All these things are good things:  my eyes still see, my mind still learns, my body still works, the rabbits love to have their heads rubbed, my husband adores me.
Pileated woodpeckers, Busch Wildlife Sanctuary, Jupiter, FL  2014

I got to go and take photos at the nearby golf club last week—and I got so beautiful shots of heron, ibis, native trees and weeds . . . I even got photos of a red-winged blackbird—I’ve never see one before.  I got video of two pileated woodpeckers a month ago.  My daughter and I picked two pineapples from the yard this evening and we have a stalk of bananas from one of our trees ripening on the porch. 

I am safe.  I am loved.  I have money and time to do things that make me happy and give me satisfaction.  When my back hurts too much, I have a pain management team to administer shots so that I can continue to walk, swim, dance and exercise.  My son does the dishes and helps with cooking and the laundry.  I have a pool outside my back door and there is a nest of mockingbird eggs in a tree in the side yard.  I have dozens of people who care enough about me to keep track of where I am and what I am doing and wish me happy birthday on Facebook . . . and in person.

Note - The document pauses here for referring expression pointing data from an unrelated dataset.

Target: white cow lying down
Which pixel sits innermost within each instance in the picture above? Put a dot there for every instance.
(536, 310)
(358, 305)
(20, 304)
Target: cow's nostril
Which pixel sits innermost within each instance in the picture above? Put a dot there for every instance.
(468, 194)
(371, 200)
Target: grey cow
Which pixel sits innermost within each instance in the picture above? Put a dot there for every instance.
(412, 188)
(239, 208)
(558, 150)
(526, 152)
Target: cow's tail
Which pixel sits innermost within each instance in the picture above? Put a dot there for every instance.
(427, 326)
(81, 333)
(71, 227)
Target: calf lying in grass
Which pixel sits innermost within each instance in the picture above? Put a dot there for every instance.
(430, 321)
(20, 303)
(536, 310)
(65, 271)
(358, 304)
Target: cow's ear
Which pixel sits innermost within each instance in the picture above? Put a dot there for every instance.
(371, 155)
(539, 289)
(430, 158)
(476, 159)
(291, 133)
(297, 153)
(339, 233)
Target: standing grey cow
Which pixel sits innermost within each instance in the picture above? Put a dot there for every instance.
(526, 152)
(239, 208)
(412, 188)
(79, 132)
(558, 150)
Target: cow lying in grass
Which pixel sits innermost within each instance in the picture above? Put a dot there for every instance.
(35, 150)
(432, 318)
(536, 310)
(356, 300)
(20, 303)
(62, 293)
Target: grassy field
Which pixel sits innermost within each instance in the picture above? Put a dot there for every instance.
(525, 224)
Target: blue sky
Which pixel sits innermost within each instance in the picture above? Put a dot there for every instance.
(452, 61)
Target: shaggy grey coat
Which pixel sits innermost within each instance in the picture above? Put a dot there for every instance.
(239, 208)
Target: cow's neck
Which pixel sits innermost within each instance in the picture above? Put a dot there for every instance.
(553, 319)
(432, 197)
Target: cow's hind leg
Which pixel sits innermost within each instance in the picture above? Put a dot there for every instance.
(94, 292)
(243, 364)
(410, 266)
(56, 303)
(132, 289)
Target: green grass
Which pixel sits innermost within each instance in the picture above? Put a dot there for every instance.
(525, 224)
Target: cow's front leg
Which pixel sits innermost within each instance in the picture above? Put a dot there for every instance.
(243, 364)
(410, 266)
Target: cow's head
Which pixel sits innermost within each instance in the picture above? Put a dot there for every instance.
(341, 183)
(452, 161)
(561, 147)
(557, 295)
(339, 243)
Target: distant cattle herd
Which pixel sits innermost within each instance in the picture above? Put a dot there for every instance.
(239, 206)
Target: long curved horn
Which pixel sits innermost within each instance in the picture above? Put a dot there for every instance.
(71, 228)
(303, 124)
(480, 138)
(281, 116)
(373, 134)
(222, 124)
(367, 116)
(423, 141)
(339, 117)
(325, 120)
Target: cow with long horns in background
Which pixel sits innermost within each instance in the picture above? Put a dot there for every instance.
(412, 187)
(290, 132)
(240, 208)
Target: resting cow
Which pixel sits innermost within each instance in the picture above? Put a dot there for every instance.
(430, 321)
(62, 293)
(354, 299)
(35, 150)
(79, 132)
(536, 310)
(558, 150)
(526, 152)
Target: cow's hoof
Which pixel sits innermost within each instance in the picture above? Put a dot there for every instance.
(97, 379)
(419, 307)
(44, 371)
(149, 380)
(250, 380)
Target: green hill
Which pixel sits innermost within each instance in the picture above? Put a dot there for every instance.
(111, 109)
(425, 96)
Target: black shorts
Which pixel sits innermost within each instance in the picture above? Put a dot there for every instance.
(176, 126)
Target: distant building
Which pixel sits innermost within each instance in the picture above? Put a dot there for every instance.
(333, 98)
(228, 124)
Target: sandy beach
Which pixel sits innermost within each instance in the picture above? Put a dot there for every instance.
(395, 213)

Life is full and I am blessed.  I have so much.  I can do so much . . . I would not change my life even if I could.

I just get tired sometimes.  But that is OK.  It means that I am up and alive and doing.

In college, I remember reading a poem about a person who spent an evening at a dinner party, listening to soul-less chatter.  As he left the place, he pressed his hands onto the spikes of the gate—satisfied that he felt pain for “only living flesh can suffer.”


And after I consider all of this—like the Nursery children—I also have an iPad.